Remise en contexte : la promesse initiale de Google
Les cookies tiers, ces petits fichiers qui permettent de suivre la navigation des internautes sur différents sites web, sont au cœur du ciblage publicitaire en ligne. Bien qu’avantageux pour les annonceurs, leur utilisation soulève d’importants enjeux en matière de respect de la vie privée. Face au renforcement des réglementations comme le RGPD en Europe, Google avait annoncé la fin des cookies tiers sur Chrome, initialement prévue pour 2022 puis repoussée à 2024 et 2025.
Privacy Sandbox : une alternative ambitieuse mais controversée
Pour remplacer les cookies tiers, Google misait sur Privacy Sandbox, un projet visant à développer de nouvelles technologies de ciblage publicitaire respectueuses de la confidentialité. Malgré les tests et échanges avec l’industrie, cette initiative s’est heurtée à de sérieux obstacles :
- L’impact économique redouté par les éditeurs et annonceurs, craignant une baisse drastique de leurs revenus publicitaires.

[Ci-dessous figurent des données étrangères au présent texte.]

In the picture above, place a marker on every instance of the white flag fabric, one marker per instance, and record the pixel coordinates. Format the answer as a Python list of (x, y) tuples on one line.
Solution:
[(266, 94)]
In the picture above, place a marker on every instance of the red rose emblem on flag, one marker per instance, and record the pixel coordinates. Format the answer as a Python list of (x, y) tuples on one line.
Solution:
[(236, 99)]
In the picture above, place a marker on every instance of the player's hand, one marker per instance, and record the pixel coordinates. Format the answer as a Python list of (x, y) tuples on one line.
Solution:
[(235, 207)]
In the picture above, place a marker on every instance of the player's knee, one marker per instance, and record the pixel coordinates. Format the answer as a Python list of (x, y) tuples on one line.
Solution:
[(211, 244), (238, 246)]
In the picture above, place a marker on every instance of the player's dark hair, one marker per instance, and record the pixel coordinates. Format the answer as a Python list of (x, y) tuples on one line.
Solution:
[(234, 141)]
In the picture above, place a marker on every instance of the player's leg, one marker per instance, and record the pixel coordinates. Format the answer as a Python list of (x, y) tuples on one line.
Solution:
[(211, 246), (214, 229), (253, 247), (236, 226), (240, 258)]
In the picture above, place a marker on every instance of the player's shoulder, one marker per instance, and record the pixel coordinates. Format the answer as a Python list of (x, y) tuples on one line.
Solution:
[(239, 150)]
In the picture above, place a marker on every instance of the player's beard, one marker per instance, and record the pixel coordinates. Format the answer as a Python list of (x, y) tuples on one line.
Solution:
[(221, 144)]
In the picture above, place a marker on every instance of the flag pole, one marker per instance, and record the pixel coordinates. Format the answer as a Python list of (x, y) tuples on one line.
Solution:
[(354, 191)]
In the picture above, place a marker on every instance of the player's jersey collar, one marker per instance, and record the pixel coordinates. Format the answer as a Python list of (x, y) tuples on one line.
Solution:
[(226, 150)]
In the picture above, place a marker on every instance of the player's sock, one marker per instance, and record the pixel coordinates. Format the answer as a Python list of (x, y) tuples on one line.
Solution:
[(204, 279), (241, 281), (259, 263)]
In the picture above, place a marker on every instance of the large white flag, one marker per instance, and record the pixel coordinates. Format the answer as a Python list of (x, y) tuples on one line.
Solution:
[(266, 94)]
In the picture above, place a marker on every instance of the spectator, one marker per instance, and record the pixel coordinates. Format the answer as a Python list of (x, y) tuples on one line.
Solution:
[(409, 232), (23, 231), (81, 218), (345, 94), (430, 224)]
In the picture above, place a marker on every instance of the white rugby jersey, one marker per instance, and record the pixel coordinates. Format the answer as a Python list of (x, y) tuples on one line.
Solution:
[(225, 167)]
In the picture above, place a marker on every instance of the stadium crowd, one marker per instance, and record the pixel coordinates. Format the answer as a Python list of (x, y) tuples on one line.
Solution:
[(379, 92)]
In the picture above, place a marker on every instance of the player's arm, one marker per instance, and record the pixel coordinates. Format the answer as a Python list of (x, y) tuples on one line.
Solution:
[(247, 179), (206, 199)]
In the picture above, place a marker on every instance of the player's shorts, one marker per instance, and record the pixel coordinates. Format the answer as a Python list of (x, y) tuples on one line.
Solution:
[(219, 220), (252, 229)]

- Les réserves des régulateurs, suspectant un possible renforcement de la position dominante de Google sur le marché de la publicité en ligne.

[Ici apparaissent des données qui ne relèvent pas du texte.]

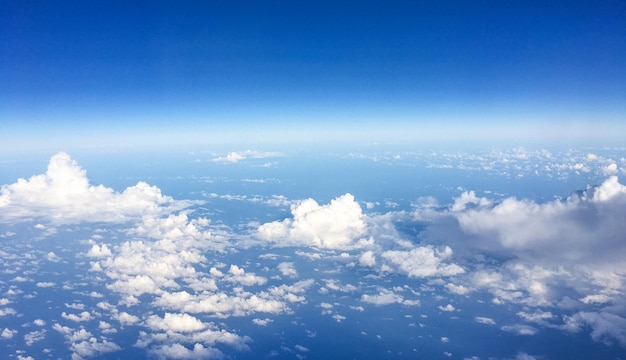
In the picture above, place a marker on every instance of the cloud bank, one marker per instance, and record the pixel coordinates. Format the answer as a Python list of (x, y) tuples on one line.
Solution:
[(63, 195)]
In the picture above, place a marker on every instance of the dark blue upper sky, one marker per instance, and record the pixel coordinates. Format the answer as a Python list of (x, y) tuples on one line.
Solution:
[(216, 62)]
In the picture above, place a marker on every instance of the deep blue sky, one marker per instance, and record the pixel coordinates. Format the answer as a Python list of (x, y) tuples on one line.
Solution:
[(136, 67)]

Le choix du libre arbitre pour les utilisateurs
Plutôt que d’imposer la fin des cookies tiers, Google opte finalement pour donner le choix aux utilisateurs. Une nouvelle expérience sera introduite sur Chrome, permettant à chacun de décider s’il consent ou non au suivi de sa navigation à des fins publicitaires, avec la possibilité de modifier ce choix à tout moment. Bien que les modalités précises de recueil de ce consentement restent à définir, l’Alliance Digitale, association professionnelle française, s’interroge :
Nous rappelons qu’au sein de l’Union européenne, sur la base du RGPD et de la directive ePrivacy, le consentement de l’utilisateur est déjà requis pour l’utilisation de cookies à des fins de publicité personnalisée.
Alliance Digitale
En parallèle, Google poursuivra le développement des APIs Privacy Sandbox comme alternatives privacy-friendly et renforcera les protections, notamment celle des adresses IP en mode navigation privée sur Chrome.
Un revirement diversement apprécié par l’écosystème
L’abandon de la suppression des cookies tiers par Google suscite des réactions contrastées. Si certains acteurs comme Criteo y voient une opportunité de poursuivre leur activité tout en explorant des solutions alternatives, des associations de défense de la vie privée expriment leur déception. Quant aux régulateurs, ils restent en alerte.
Quel avenir pour une publicité en ligne plus respectueuse de la vie privée ?
En renonçant à supprimer définitivement les cookies tiers, Google tente de trouver un équilibre entre les intérêts de l’industrie publicitaire et la protection de la vie privée des internautes. Si le libre choix laissé aux utilisateurs semble de prime abord une avancée, tout dépendra de la clarté et de l’adoption massive ou non de ce nouveau mécanisme de consentement. Une chose est sûre : le débat sur la conciliation entre ciblage publicitaire et confidentialité des données est loin d’être clos. L’avenir nous dira si cette décision de Google contribuera réellement à façonner un Internet plus respectueux de la vie privée.